Some of the providers listed in Section 5 are based in the United States (Vercel, Supabase parent, Stripe parent, Klaviyo, Browserless.io, Shopify, Google LLC, Sentry parent). Where personal data is transferred to the United States, we rely on:

• The EU-U.S. Data Privacy Framework for providers that are certified under it
• The EU Standard Contractual Clauses (SCCs) for providers that are not certified, supplemented by technical and organisational measures where appropriate

For Swiss users, the equivalent Swiss-U.S. Data Privacy Framework and the Swiss Standard Contractual Clauses apply.

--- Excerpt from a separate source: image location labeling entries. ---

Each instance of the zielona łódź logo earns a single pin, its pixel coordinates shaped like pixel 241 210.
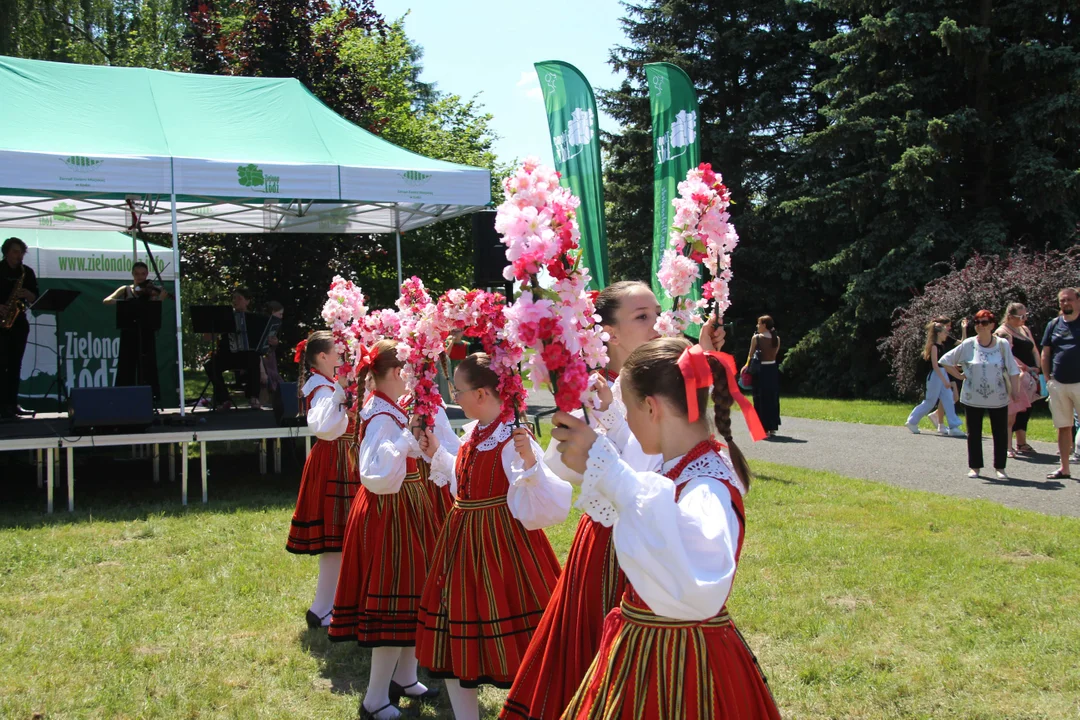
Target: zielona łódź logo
pixel 415 177
pixel 252 176
pixel 79 162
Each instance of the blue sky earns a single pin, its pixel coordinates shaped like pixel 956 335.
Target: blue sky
pixel 488 49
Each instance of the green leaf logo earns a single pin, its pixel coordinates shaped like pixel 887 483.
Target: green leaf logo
pixel 415 177
pixel 250 176
pixel 79 162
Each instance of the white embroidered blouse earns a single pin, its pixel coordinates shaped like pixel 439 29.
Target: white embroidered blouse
pixel 537 497
pixel 679 556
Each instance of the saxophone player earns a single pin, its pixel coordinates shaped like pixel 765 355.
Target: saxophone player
pixel 18 289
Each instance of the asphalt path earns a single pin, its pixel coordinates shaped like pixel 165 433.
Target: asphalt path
pixel 894 456
pixel 927 462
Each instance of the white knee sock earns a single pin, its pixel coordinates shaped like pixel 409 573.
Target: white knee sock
pixel 383 661
pixel 463 701
pixel 405 675
pixel 329 564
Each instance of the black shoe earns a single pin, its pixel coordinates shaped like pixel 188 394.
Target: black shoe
pixel 364 712
pixel 397 691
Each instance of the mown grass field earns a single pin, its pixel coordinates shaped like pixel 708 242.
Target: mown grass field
pixel 861 600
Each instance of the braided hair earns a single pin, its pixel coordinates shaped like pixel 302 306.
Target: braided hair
pixel 652 370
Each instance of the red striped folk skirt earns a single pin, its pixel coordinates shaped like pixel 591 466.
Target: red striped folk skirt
pixel 569 634
pixel 489 582
pixel 659 668
pixel 327 487
pixel 440 496
pixel 383 566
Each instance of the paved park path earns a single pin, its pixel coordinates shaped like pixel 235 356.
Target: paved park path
pixel 919 462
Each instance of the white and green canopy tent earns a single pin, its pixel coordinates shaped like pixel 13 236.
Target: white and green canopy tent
pixel 105 148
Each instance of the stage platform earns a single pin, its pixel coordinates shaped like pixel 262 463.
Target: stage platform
pixel 48 434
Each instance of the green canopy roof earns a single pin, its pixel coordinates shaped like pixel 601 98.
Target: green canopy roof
pixel 243 154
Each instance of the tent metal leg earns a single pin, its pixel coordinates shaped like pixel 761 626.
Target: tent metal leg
pixel 70 478
pixel 49 479
pixel 184 473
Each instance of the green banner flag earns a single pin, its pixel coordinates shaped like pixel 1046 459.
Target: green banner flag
pixel 575 141
pixel 674 107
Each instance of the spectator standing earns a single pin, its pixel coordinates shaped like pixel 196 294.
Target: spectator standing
pixel 1014 329
pixel 939 386
pixel 1061 365
pixel 766 343
pixel 990 374
pixel 949 343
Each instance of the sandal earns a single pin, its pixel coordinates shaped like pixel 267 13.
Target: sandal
pixel 396 691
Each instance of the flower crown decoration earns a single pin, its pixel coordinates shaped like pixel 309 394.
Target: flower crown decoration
pixel 421 340
pixel 480 315
pixel 557 328
pixel 701 234
pixel 343 311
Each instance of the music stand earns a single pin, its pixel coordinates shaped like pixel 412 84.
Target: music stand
pixel 56 300
pixel 138 315
pixel 211 320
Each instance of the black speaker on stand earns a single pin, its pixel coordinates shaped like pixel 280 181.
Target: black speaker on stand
pixel 489 255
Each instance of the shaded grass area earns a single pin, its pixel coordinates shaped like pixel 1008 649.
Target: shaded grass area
pixel 861 600
pixel 894 412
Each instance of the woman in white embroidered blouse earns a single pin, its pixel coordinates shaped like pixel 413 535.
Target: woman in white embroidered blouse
pixel 990 377
pixel 678 538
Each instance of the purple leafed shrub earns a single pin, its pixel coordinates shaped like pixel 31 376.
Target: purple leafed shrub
pixel 989 283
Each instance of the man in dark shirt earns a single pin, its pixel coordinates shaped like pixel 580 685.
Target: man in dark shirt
pixel 13 339
pixel 1061 365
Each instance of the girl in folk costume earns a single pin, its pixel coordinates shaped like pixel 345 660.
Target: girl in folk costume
pixel 329 477
pixel 568 636
pixel 670 651
pixel 494 570
pixel 390 534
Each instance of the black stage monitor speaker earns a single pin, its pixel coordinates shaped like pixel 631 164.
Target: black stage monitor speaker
pixel 286 406
pixel 110 409
pixel 489 253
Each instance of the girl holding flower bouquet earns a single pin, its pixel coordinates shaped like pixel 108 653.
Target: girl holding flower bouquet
pixel 671 651
pixel 329 478
pixel 591 584
pixel 390 534
pixel 493 570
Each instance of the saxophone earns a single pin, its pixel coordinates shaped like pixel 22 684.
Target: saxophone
pixel 15 304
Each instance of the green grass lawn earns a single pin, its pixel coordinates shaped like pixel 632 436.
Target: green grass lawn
pixel 860 599
pixel 893 412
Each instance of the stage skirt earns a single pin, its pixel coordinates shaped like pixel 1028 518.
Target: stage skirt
pixel 569 633
pixel 327 488
pixel 489 582
pixel 659 668
pixel 385 565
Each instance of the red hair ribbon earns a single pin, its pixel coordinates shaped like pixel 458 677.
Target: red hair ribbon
pixel 697 374
pixel 365 358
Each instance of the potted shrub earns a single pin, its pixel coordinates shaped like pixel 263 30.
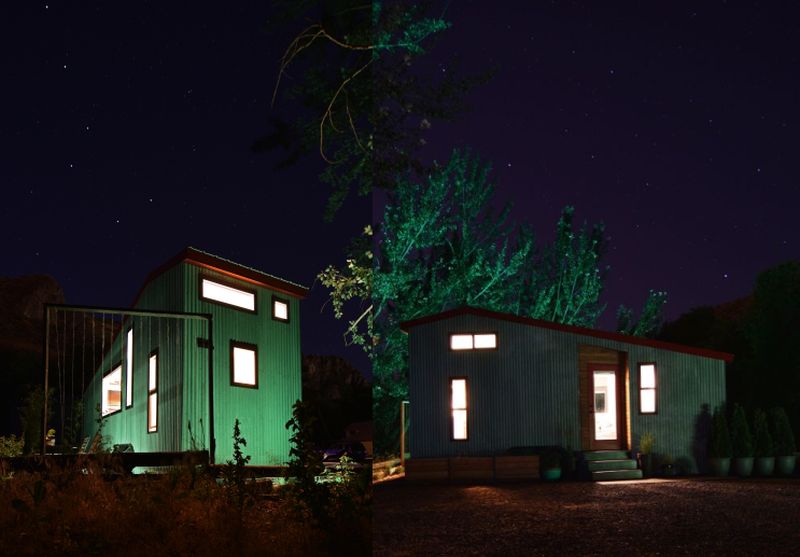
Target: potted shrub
pixel 719 443
pixel 741 442
pixel 784 443
pixel 645 457
pixel 765 457
pixel 550 465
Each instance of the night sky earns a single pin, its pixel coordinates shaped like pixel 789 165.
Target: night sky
pixel 126 136
pixel 126 131
pixel 676 126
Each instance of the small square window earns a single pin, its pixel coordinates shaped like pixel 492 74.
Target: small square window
pixel 461 342
pixel 479 341
pixel 244 364
pixel 485 341
pixel 280 309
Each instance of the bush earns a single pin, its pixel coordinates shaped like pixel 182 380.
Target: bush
pixel 782 433
pixel 11 446
pixel 763 440
pixel 719 443
pixel 741 439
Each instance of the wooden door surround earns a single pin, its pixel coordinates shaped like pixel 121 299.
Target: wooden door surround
pixel 591 358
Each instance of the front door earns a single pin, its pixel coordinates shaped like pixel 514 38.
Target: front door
pixel 606 412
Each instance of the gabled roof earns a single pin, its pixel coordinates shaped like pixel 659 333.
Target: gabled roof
pixel 227 267
pixel 467 310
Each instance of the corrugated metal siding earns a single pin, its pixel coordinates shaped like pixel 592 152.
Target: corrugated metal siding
pixel 527 392
pixel 165 334
pixel 264 411
pixel 183 373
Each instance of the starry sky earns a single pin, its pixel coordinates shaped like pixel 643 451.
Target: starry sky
pixel 675 124
pixel 126 136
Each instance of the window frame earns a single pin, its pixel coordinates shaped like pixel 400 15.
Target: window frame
pixel 473 349
pixel 451 410
pixel 245 346
pixel 288 308
pixel 111 370
pixel 129 351
pixel 229 284
pixel 653 388
pixel 153 391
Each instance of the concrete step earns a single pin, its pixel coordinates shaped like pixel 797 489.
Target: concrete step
pixel 604 475
pixel 598 465
pixel 605 455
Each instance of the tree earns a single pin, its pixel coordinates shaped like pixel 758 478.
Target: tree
pixel 441 245
pixel 649 323
pixel 771 374
pixel 364 103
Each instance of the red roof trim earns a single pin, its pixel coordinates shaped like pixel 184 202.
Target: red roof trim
pixel 466 310
pixel 234 270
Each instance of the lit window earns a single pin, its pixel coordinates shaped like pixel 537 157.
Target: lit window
pixel 129 369
pixel 460 342
pixel 647 388
pixel 152 392
pixel 458 408
pixel 228 295
pixel 112 391
pixel 244 364
pixel 280 309
pixel 485 341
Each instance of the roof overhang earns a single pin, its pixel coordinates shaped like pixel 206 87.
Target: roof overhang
pixel 194 256
pixel 406 326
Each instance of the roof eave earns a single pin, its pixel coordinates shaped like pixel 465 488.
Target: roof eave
pixel 607 335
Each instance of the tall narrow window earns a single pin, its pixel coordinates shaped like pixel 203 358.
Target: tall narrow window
pixel 280 309
pixel 458 408
pixel 648 401
pixel 227 295
pixel 244 364
pixel 129 369
pixel 152 392
pixel 112 391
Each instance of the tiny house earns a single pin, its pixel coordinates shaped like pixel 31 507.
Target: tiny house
pixel 482 382
pixel 215 341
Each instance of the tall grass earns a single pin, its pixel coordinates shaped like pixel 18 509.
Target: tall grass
pixel 81 511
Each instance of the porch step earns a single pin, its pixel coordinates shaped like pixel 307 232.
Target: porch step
pixel 603 475
pixel 604 465
pixel 605 455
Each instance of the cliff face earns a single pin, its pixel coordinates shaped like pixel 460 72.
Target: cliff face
pixel 22 301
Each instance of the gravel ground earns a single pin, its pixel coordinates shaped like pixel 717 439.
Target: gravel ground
pixel 698 516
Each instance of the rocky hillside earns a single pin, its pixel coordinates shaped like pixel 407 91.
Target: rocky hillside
pixel 22 301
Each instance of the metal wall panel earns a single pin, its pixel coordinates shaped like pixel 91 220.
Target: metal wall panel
pixel 527 392
pixel 263 412
pixel 183 421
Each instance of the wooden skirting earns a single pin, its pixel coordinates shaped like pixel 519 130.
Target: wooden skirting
pixel 473 468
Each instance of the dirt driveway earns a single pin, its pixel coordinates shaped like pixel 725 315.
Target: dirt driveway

7. Cookies and Local Storage

We use the following technologies in your browser:

• Supabase authentication token (localStorage): keeps you signed in across sessions. Strictly necessary for the service. No consent banner required
• visit_id (sessionStorage): ephemeral session identifier for anonymous audience measurement of the landing page; deleted automatically when the tab is closed
• yj_currency_override (localStorage): remembers your manually chosen display currency (EUR / USD / CHF / GBP) so that prices are shown consistently across visits
• Vercel authentication cookie: only set on preview deployments, not on the production site

We do not use tracking cookies. There is no Google Analytics, no Meta Pixel, no Facebook Login and no advertising-related identifier. A cookie banner is therefore not legally required, but this section informs you transparently about all client-side storage we use.

8. Data Retention

We store your data only for as long as necessary for the purposes set out above, or as required by law:

• Account and content data: until you delete your account; you may request deletion at any time. After cancellation, content is deleted within 30 days
• Payment records: ten years under Swiss commercial law and tax law (CO Art. 958f, DBG Art. 126)
• Server logs: up to 30 days
• Sentry error reports: 30 days (Sentry default retention)
• Newsletter subscription: until you unsubscribe

9. Your Rights

You have the right to:

• Access the personal data we hold about you
• Correct inaccurate data
• Delete your data (where no legal retention obligation applies)
• Restrict processing
• Receive your data in a structured, portable format — you can export your flows as JSON from within the platform
• Object to processing based on legitimate interest (particularly Sentry and audience measurement)
• Withdraw consent previously given, with effect for the future
• Lodge a complaint with the competent supervisory authority — in Switzerland, the Federal Data Protection and Information Commissioner (FDPIC); in the EU, your local data protection authority

To exercise any of these rights, please contact us at membership@yoga-journaling.com.

10. Data Security

We take appropriate technical and organisational measures to protect your data against unauthorised access, loss and tampering, including:

• End-to-end transport encryption via HTTPS with HSTS
• Content Security Policy (CSP), X-Frame-Options and other modern HTTP security headers
• Row Level Security (RLS) on all database tables, with separate policies per role
• Encrypted password storage via bcrypt; multi-factor authentication available
• Database triggers preventing privilege escalation by users
• API endpoints authenticated via Bearer tokens
• Stripe webhook signature verification
• Daily database backups with 7-day retention
• Email authentication: SPF and DMARC are configured; DKIM is in preparation

Despite all due care, complete security on the internet cannot be guaranteed.

11. Changes to This Policy

We may update this Privacy Policy from time to time, for example when we add new features or when legal requirements change. The current version is always available on this page. We will notify you by email of any material changes.